For the stricter acute case, the analysis tightens. At a 150° vertex, two acute triangles can fit, but three would force at least one angle to be ≥ 90°. By counting the maximum number of acute triangles that can meet each vertex and again invoking Euler’s characteristic, the authors prove that at least twelve acute triangles are required. The constructive part splits each square into three acute triangles by drawing a slightly skewed diagonal and then subdividing the remaining quadrilateral into two more acute pieces; each original equilateral triangle is retained as a single acute triangle. The resulting layout respects the 90°‑minus condition, with all interior angles ranging roughly between 70° and 80°. The authors verify that any attempt to use only eleven acute triangles fails because the average area per triangle would be too large, forcing an angle breach at some vertex. Thus twelve is proven optimal.
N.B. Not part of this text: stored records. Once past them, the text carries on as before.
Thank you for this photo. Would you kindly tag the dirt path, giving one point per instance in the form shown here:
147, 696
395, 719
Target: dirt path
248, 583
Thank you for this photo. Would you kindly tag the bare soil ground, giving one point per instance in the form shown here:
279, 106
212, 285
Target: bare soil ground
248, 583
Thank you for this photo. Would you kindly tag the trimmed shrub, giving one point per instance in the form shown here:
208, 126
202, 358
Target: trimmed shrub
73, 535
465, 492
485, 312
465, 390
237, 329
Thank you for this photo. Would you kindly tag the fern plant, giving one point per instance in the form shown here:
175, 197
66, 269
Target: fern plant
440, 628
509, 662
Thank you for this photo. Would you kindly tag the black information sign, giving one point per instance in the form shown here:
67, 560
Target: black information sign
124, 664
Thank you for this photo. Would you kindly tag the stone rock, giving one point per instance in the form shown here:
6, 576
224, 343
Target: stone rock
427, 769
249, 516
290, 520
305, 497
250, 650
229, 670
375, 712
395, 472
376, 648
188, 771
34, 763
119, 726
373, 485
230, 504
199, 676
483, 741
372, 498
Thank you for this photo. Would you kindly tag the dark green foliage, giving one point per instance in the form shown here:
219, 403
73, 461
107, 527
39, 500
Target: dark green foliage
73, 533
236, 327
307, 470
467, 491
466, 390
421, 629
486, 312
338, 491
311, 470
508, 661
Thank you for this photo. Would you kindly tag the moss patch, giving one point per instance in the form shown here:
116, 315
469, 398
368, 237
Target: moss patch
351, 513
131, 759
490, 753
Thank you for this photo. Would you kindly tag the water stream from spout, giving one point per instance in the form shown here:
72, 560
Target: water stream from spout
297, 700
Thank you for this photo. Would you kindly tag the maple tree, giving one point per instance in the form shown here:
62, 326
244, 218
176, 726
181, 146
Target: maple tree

Methodological contributions.
Beyond the specific numbers, the paper introduces a systematic framework for angle‑constrained triangulations on polyhedral surfaces. The authors formalize an “angle‑allocation graph” that records how much angular measure each vertex can distribute among incident triangles under a given constraint. By solving a simple integer‑programming problem on this graph they obtain lower bounds that are tight for the cuboctahedron. They also provide computational evidence (via exhaustive search and mesh‑generation software) confirming that no alternative configuration with fewer triangles exists.

Implications and extensions.
The results have practical relevance for mesh generation in computer graphics, finite‑element analysis, and geometric modeling, where acute or non‑obtuse elements are desirable for numerical stability. Moreover, the angle‑allocation technique can be applied to other Archimedean solids or to more general convex polyhedra, suggesting a pathway toward a unified theory of optimal angle‑restricted triangulations.

In summary, the paper proves that the cuboctahedral surface can be triangulated with exactly eight non‑obtuse triangles or twelve acute triangles, and that these numbers are provably minimal. The work combines combinatorial topology, geometric inequality analysis, and constructive algorithms, offering both theoretical insight and concrete constructions that may influence future research in discrete geometry and computational mesh design.